With the U.S. dollar strengthening and global growth concerns lingering, the commodities market have stumbled. Nevertheless, traders can still find some opportunities, but they will have to target single commodity-specific exchange traded funds.
The PowerShares DB Commodity Index Tracking Fund (NYSEArca: DBC), the largest commodity-related ETF and tracks a broad basket of the 14 most heavily traded commodities, has declined 12.6% over the past three months. Meanwhile, the iShares GSCI Commodity-Indexed Trust (NYSEArca: GSG), which includes a broader group of 24 commodities, has decreased 13.5%.
Citigroup analysts attribute the commodities’ poor performance to a “trifecta” of factors, including rising supply and diminished demand for oil, expectations for a bumper crop harvest in the northern hemisphere, and a surging U.S. dollar, reports Neil Hume for Financial Times.
Over the past three months, the United States Brent Oil Fund (NYSEArca: BNO) declined 18.7% while the United States Oil Fund (NYSEArca: USO), which tracks West Texas Intermediate oil, fell 14.8%. [Saudi Arabia’s Ambitions Keep Pressure On Oil ETFs]
U.S. farmers are harvesting a bumper crop year, with record corn and soybean crops. The Teucrium Corn Fund (NYSEArca: CORN) and the Teucrium Soybean Fund (NYSEArca: SOYB) are off 20.4% and 13.2%, respectively, year-to-date. [Record Harvests Chase Investors From Agriculture ETPs]

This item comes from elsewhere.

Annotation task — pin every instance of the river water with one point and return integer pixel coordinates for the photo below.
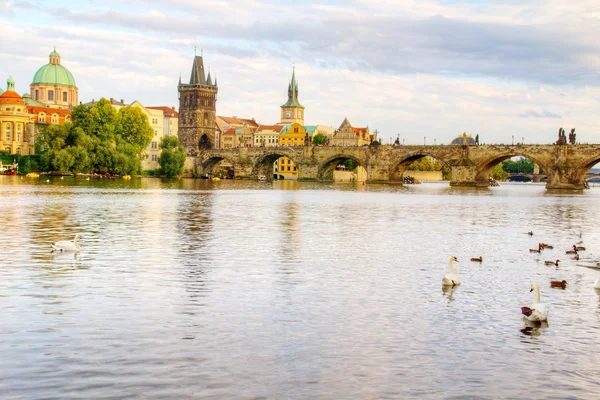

Meanwhile, the PowerShares DB U.S. Dollar Index Bullish Fund (NYSEArca: UUP), which tracks the price movement of the U.S. dollar against a basket of currencies, gained 6.6% over the past three months. A stronger dollar makes USD-denominated commodities more expensive for foreign buyers, specifically gold and other precious metals. The SPDR Gold Shares (NYSEArca: GLD) has dropped 8.0% over the past three months.
While investors still want commodity exposure for their diversification qualities, some are beginning to take a more pick-and-choose approach.